The last picture is a special request for my friend Steven’s daughter Olivia. She wanted to make sure I was being safe, and wearing my helmet when I was riding. Throughout the Petrified Forest I was riding with my camera around my neck, and stopping to snap quick pictures whenever the mood struck. On a whim I angled one mirror at me and pointed the camera at it while riding (slowly, on a straight road) and captured proof that yes, I do indeed wear a helmet all the time (even in a 90 degree desert!)
Having now see the PF in the daytime, it was time to get some westward miles under my belt. I drove along US-40 for a few hours until I crossed the border into California, in a town called Needles. I considered staying in Needles for the night, but since it was rapidly approaching dusk, and I had 145 miles of Mojave Desert ahead of me, I decided to do it before stopping and get the benefit of the cooler night travel.
All went well for the first 100 miles or so, until I stopped for gas in the middle of the desert. That was when I noticed a weird clicking sound coming out of the front end of the bike when I was driving at low speeds. It wasn’t the engine, or at least nothing integral to combustion, as twisting the throttle didn’t do anything to the sound, but traveling slowly around the gas station parking lot produced short, sharp, squeaks. I didn’t know what it was, and had no way of identifying it, and I was at least 50 miles from a town of any size. Since the sound wasn’t affecting handling, braking, electricals, cooling, or the engine, I had no choice but to continue. I made it to Barstow, CA and checked into a Holiday Inn Express. Funny that the one in CA was $95 a night, while the one in MO was only $50. I did some internet sleuthing and was able to rule out a few more causes for the weird noise, but at the moment I’m in Barstow with no idea how serious this problem is. Luckily I only have 150 miles left to go before I’m at my new home, and there are 2 Triumph dealers between here and there. From what I can gather between triumph websites and my shop manual, this might be a fork problem (annoying but not dangerous) or a valve problem (ditto).

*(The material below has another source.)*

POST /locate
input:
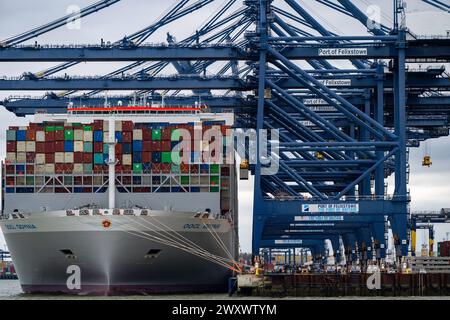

I’m going to call the dealers in the morning and get opinions on this problem and either drive the bike to a dealer, drive the bike to my apartment in LA and make an appointment for service ASAP, or rent a pickup truck and carry the bike the rest of the way. Either way, she has carried me exceptionally well for over 3400 miles so far, although I’m not unhappy that the trip is almost done.
For now, it’s almost 2am PST, so I’m off to bed!